I'm trying to understand how to mathematically determine whether two events are independent. This is for introduction to statistics, so the solution and explanation to this is likely very simple, yet there's something I'm not understanding.
Here's the question from my textbook:
A statistical experiment has 11 equally likely outcomes that are denoted by a, b, c, d, e, f, g, h, i, j, k.
Event A = {b, d, e, j}
Event B = {a, c, f, j}
If two events, A and B, are independent, then $P(A) = P(A|B)$. Therefore if I want to determine whether the two events are independent, I need to solve for $P(A)$ and $P(A|B)$ to check whether they are equal.

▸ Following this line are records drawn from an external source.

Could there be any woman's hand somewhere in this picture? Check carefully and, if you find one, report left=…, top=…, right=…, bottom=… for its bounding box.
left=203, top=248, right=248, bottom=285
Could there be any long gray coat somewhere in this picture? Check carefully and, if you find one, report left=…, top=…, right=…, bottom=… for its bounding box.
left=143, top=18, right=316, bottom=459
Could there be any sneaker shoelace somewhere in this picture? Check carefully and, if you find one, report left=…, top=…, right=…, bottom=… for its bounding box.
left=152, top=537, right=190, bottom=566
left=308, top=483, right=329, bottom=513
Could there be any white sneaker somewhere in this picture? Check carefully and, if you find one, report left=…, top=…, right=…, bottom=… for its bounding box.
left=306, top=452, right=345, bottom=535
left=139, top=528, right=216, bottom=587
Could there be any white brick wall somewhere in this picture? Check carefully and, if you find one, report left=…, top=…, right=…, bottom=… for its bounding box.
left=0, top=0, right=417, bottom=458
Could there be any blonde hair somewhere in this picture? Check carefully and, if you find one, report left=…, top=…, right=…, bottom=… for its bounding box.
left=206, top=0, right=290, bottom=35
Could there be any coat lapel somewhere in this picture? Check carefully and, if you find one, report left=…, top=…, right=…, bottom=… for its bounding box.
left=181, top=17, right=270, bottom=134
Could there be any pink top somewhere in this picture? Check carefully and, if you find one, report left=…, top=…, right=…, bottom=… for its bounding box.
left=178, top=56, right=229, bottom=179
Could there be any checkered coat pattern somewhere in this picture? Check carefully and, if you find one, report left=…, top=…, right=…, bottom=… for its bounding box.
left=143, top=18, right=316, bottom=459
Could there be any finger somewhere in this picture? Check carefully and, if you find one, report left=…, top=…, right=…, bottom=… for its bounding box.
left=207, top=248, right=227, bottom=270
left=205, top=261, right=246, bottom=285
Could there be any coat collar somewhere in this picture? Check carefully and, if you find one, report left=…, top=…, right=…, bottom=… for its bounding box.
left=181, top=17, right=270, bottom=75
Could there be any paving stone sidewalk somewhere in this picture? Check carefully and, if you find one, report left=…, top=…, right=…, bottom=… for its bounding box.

However $P(A|B) = \frac{P(A∩B)}{P(B)}$, and this is where I get stuck, because I can't know which multiplication rule to use to figure out $P(A∩B)$ since I don't yet know whether the events are independent or not?
If the events are independent, then $P(A∩B) = P(A) * P(B)$. Otherwise if they are dependent, then $P(A∩B) = P(A) * P(B|A)$.
I know that I can solve the question from my textbook by looking at the outcomes that intersect between the two events, but is it possible to figure out whether the two events are independent solely by using the formulae above?
In your case $P(A)=4/11$, $P(B)=4/11$ and $A\cap B={j}$, $P(A \cap B)=1/11$. Now you can see whether A and B are independent.